Mr. Copen added that maintaining a customer’s desired part surface finish is to a large degree determined by the grinding feed rate and dressing frequency, which also affects wheel life. “If you grind too fast, you are going to load the wheel and need to dress it more. On the other hand, if you grind more slowly and less aggressively to prevent wheel loading, you are going to burn the part surface,” he says.
Once he has determined appropriate grinding and dressing parameters, Mr. Copen relies on Studer integrated software that provides grinding parameters, modules for wheel contact detection and automatic wheel balancing along with other functions that ensure trouble-free grinding. Additionally, the software aids in automated operations through monitoring of wheel wear and the condition of machine components. Because many of the parts that the company grinds are similar, Copen Machine stores, then slightly modifies grinding programs whenever possible to keep part change-overs typically within 2 hours.
All three of the shop’s grinding machines have in-process gaging that is especially valuable on long production runs. Mr. Copen says that in the company’s high-volume environment the carbide contacts of the in-process gaging system exhibited rapid wear. Installing diamond contacts remedied the problem.
Continuous preventive maintenance, according to Mr. Copen, is imperative when it comes to high-volume, lights-out automated grinding operations. “You can’t skimp on routine maintenance because machines are only as reliable as you keep them,” he says. “Diligent preventive maintenance comes with a cost, but it is something you must do.”
Maintenance activities include daily inspection for dirt and sludge buildup and overall cleanliness of automation grippers and machine coolant. Proper coolant pressure and fill levels are also inspected. Weekly checks should cover automation belts/conveyors and other components, while monthly checks focus on machine lubricants and hydraulics.
Mr. Copen says preventive maintenance is a team effort, with operators performing some of it on a daily basis. “The key is cross training at every level.
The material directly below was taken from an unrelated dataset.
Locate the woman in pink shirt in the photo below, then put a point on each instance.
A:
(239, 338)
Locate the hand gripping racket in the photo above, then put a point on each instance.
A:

The automation dictates the volume of production we are able to get, and the maintenance helps us to achieve it.”
Smooth running, trouble-fee automation provides high-volume throughput along with process and part consistency. “Automation has added about 35 percent to our existing capacity,” Mr. Copen says. “We don’t automate to eliminate jobs. We do it to increase capacity and enhance job opportunities. Automation takes the pressure off our machinists so they can focus on quality.”
In addition to producing high volumes of top quality parts quickly, Copen Machine has established procedures that enable it to meet demanding customer delivery requirements, including shipments within 24 hours and servicing of Kanban systems. Mr. Copen says, “It comes down to the ability to produce high-quality components consistently. You can make a million good parts in our niche, but one bad part can cost you a customer.”